After breakfast (bread crusts and cheese rinds) they went out and climbed the south tower. The cathedral looked the same as always, though cleaner than in 1961, but the view was rather a shock to Barry. He looked down upon a little town. Two small islands covered with houses; on the right bank more houses crowded inside a fortified wall; on the left bank a few streets twisting around the college; and that was all. Pigeons chortled on the sun-warmed stone between gargoyles. Lenoir, who had seen the view before, was carving the date (in Roman numerals) on a parapet. “Let’s celebrate,” he said. “Let’s go out into the country. I haven’t been out of the city for two years. Let’s go clear over there—” he pointed to a misty green hill on which a few huts and a windmill were just visible—“to Montmartre, eh? There are some good bars there, I’m told.”

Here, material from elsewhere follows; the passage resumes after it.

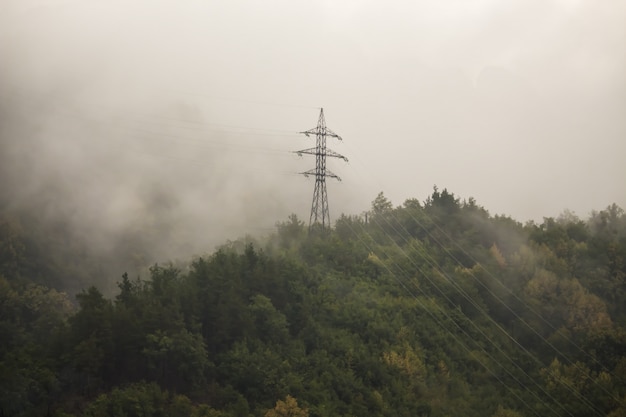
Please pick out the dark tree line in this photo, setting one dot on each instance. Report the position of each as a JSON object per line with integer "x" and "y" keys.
{"x": 431, "y": 308}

Their life soon settled into an easy routine. At first Barry was a little nervous in the crowded streets, but, in a spare black gown of Lenoir’s, he was not noticed as outlandish except for his height. He was probably the tallest man in fifteenth-century France. Living standards were low and lice were unavoidable, but Barry had never valued comfort much; the only thing he really missed was coffee at breakfast. When they had bought a bed and a razor—Barry had forgotten his—Lenoir introduced him to the landlord as M. Barrie, a cousin of Lenoir’s from the Auvergne, their housekeeping arrangements were complete. Barry’s watch brought a tremendous price, four gold pieces, enough to live on for a year. They sold it as a wondrous new timepiece from Illyria, and the buyer, a Court chamberlain looking for a nice present to give the king, looked at the inscription—Hamilton Bros., New Haven, 1881—and nodded sagely. Unfortunately he was shut up in one of King Louis’s cages for naughty courtiers at Tours before he had presented his gift, and the watch may still be there behind some brick in the ruins of Plessis; but this did not affect the two scholars. Mornings they wandered about sightseeing the Bastille and the churches, or visiting various minor poets in whom Barry was interested; after lunch they discussed electricity, atomic theory, physiology, and other matters in which Lenoir was interested, and performed minor chemical and anatomical experiments, usually unsuccessfully; after supper they merely talked. Endless, easy talks that ranged over the centuries but always ended here, in the shadowy room with its window open to the spring night, in their friendship. After two weeks they might have known each other all their lives. They were perfectly happy. They knew they would do nothing with what they had learned from each other. In 1961 how could Barry ever prove his knowledge of old Paris, in 1482 how could Lenoir ever prove the validity of the scientific method? It did not bother them. They had never really expected to be listened to. They had merely wanted to learn.